# 6/6/13 Trip with my new fishing partner



## bigmike2010 (Jul 13, 2012)

I have recently married and was lucky enough to marry in to a built in fishing partner. Hes 6 yrs old and told me the the other day that fishing was his LIFE! I said funny you say that....I feel the same way







Took him gigging with me last night and he killed the first flounder of his career at 18". Pretty sure I was more excited than he was. The night produced 3 flatfish 17, 18 and a 21.5 and a bonus sheepshead. Big girl got the Jim Cosson Tit 5 Barb face lift







Short night due to work today. Might try again tonight. Be safe out there this weekend and good luck!


----------



## OSAGEBOW (Mar 1, 2012)

That's awesome man!!! You will have a fishing partner for life!!!! Way to go


----------



## 192 (Oct 1, 2007)

heck ya!


----------



## DSGMAN (Oct 4, 2007)

He will be hooked for life!! Great job on your first Flounder young man and it was a NICE one at that!!!!


----------



## Dylan (Apr 15, 2008)

Now that is awesome!! Best fishing report I've read in a long time!:notworthy::notworthy:


----------



## Night Wing (May 16, 2011)

Flounder, a new wife and a step child who loves fishing. Great combination. Congrats.


----------



## Cosson-Gigs (Dec 12, 2012)

Thanks Big Mike for bringing me some Flounder filets for our family reunion , they were mighty good, I took all of my flounder gear off my boat so as I can mullet fish the next two weekends, I'm sure the Chatawhatchee bay will be stirred up after this rain we got these past few days, guess the flounder may get a rest ??????


----------



## devinsdad (Mar 31, 2010)

Fantastic report... I married my wife in 1996 and I had no children. I was blessed that day to be a step father to an amazing 6 year old girl. 17 years later she is now 23 and one of my best friends.


----------



## bigmike2010 (Jul 13, 2012)

Cosson-Gigs said:


> Thanks Big Mike for bringing me some Flounder filets for our family reunion , they were mighty good, I took all of my flounder gear off my boat so as I can mullet fish the next two weekends, I'm sure the Chatawhatchee bay will be stirred up after this rain we got these past few days, guess the flounder may get a rest ??????
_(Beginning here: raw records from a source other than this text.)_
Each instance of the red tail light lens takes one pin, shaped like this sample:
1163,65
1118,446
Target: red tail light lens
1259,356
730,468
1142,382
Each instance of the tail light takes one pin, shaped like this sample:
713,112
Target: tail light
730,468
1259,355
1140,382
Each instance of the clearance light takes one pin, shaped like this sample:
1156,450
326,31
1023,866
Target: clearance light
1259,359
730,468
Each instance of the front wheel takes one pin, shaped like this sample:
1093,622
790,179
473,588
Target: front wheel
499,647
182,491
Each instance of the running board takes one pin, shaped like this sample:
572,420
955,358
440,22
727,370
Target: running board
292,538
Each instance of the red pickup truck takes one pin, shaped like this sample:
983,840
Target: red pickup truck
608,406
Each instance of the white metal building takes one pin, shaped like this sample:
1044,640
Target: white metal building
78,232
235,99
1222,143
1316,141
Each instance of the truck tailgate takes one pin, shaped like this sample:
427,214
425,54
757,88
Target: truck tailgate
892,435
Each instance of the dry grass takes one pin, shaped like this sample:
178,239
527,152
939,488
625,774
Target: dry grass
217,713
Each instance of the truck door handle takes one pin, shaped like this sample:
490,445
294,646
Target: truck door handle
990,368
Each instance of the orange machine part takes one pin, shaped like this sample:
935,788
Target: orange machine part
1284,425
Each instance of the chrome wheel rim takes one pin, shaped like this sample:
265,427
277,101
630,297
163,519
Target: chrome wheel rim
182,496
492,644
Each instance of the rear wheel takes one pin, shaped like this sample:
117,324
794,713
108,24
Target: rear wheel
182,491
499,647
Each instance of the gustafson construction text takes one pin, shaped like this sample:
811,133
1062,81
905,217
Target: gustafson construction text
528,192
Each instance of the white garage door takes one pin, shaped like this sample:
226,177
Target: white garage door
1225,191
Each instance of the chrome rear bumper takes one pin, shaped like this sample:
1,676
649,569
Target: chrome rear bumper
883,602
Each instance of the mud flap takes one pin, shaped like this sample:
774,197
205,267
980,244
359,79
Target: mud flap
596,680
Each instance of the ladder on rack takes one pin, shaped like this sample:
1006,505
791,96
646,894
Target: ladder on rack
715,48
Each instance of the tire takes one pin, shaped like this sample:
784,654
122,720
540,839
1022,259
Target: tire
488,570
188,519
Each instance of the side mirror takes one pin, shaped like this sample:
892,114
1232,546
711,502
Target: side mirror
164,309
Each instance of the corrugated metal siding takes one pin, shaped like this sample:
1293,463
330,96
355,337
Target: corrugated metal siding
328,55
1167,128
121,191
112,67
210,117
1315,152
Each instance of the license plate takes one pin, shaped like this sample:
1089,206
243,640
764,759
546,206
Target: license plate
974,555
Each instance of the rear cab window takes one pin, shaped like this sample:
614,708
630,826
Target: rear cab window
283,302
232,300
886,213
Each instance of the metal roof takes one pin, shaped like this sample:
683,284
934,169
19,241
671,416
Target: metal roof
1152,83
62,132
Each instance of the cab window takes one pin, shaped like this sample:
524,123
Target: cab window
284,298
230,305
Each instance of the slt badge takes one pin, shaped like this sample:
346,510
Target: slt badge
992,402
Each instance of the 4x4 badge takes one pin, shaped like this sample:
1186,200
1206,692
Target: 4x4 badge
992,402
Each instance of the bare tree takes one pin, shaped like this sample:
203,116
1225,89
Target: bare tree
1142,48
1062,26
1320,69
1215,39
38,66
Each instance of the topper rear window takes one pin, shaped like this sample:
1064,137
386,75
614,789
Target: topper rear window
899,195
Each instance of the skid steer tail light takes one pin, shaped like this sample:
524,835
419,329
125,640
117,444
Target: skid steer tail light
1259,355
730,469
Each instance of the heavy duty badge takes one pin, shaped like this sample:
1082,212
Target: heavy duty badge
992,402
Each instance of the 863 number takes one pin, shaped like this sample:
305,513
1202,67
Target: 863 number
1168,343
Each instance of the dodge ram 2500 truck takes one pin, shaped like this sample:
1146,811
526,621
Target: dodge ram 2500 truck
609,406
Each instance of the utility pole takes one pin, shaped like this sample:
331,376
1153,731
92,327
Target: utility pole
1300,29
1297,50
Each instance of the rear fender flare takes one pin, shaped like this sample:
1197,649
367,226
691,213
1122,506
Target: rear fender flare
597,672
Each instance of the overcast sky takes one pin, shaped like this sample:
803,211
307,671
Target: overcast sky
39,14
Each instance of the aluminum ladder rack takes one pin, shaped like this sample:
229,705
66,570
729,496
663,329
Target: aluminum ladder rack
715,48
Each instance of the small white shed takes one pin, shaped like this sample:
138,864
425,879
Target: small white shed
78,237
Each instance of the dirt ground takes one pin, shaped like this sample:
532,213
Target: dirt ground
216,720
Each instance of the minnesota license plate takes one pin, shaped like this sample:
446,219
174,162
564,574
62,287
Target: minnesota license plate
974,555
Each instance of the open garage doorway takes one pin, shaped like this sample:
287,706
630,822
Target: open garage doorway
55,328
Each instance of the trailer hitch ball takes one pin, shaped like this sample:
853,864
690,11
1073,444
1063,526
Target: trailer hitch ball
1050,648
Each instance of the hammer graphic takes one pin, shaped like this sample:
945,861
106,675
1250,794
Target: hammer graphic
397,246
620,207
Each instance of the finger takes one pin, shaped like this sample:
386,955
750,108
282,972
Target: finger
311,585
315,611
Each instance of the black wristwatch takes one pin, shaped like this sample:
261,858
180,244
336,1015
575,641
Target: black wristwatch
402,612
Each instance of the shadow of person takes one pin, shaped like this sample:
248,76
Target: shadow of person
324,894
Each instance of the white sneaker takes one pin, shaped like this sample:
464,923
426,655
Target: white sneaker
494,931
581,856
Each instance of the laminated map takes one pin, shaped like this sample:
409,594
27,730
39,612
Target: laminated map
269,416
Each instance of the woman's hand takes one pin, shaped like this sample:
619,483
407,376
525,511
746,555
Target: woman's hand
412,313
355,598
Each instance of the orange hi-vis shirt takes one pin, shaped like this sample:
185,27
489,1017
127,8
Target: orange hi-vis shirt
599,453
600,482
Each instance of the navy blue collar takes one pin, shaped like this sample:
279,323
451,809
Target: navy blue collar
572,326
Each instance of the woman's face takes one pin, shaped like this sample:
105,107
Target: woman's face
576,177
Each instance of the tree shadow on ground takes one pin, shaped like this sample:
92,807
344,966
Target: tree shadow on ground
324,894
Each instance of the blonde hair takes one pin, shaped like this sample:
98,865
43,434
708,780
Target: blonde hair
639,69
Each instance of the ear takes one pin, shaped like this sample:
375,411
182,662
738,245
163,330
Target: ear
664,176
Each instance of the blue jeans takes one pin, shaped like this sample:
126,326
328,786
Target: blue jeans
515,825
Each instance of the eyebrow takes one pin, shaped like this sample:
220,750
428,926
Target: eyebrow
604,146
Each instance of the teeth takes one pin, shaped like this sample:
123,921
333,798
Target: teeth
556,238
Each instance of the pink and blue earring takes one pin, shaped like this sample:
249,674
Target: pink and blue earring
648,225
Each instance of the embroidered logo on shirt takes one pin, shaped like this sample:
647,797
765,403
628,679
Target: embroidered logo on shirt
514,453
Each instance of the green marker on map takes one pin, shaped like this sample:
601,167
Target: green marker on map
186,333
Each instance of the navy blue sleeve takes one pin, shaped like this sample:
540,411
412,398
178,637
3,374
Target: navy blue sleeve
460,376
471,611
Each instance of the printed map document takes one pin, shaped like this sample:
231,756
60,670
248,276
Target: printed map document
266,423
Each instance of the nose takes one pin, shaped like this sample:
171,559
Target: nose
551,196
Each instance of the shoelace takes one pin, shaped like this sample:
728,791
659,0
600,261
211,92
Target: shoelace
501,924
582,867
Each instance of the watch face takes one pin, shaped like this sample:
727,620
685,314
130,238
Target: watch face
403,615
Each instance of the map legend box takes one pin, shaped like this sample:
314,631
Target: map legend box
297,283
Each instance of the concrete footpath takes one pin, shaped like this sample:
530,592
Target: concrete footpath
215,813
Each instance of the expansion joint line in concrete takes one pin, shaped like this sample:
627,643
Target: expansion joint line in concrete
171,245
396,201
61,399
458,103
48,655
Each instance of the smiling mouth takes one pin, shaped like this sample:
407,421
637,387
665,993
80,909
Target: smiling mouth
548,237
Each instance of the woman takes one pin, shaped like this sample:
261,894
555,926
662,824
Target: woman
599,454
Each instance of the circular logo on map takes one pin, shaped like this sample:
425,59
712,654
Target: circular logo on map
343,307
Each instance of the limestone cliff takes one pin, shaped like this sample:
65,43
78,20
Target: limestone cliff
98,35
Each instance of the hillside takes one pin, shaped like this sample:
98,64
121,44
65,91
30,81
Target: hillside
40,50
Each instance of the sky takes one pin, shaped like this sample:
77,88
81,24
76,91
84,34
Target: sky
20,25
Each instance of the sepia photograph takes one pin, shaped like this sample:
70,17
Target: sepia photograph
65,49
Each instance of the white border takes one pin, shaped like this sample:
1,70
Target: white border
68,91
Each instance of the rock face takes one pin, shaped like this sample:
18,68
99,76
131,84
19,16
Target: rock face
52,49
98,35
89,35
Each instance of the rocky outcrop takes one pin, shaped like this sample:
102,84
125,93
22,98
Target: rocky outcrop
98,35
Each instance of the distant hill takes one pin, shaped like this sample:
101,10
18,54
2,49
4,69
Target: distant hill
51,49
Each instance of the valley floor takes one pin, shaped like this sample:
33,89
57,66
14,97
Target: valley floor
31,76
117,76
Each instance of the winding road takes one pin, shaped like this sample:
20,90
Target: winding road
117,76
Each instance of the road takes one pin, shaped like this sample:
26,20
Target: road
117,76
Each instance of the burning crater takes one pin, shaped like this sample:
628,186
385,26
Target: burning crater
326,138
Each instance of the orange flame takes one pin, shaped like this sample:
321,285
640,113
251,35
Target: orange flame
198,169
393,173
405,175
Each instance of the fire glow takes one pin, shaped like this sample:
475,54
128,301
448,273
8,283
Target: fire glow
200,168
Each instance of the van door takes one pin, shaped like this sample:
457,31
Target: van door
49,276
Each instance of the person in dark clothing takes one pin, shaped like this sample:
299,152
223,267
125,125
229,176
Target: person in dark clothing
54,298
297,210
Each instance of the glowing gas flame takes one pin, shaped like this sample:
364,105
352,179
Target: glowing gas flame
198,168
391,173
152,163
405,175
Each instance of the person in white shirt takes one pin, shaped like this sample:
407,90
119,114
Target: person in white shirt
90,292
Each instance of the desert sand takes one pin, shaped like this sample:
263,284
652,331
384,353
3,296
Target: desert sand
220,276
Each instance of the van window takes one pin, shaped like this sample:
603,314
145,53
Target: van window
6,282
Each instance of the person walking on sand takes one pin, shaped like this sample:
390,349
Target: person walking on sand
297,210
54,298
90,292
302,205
Glad I was in the neighborhood to do so. Wish we could have came back down but were just too busy. Thanks for the invite, glad it was a good turn out. You may be giving them a brake but I think we are about to mash the gas an get to hunting them on this side of town.

The best time to go fishing is when you can!


----------



## bigmike2010 (Jul 13, 2012)

devinsdad said:


> Fantastic report... I married my wife in 1996 and I had no children. I was blessed that day to be a step father to an amazing 6 year old girl. 17 years later she is now 23 and one of my best friends.


Man thats awesome. I have a feeling me and this lil fella and her daughter are going to have some good times!

The best time to go fishing is when you can!


----------



## jchristian (Feb 17, 2011)

Super cool man.. That's what fishing is all about


----------



## Lexcore (May 5, 2012)

:thumbup:awesome:thumbup:Now that a bonus to a great marriage:yes: I can hear the stories of all the great fishing outing you will have:yes: and how your wife will love you even the more:notworthy: Cool I LOVE to hear happy successful marriages. Way to go Sir I pray that partner is a life long partner. :yes:


----------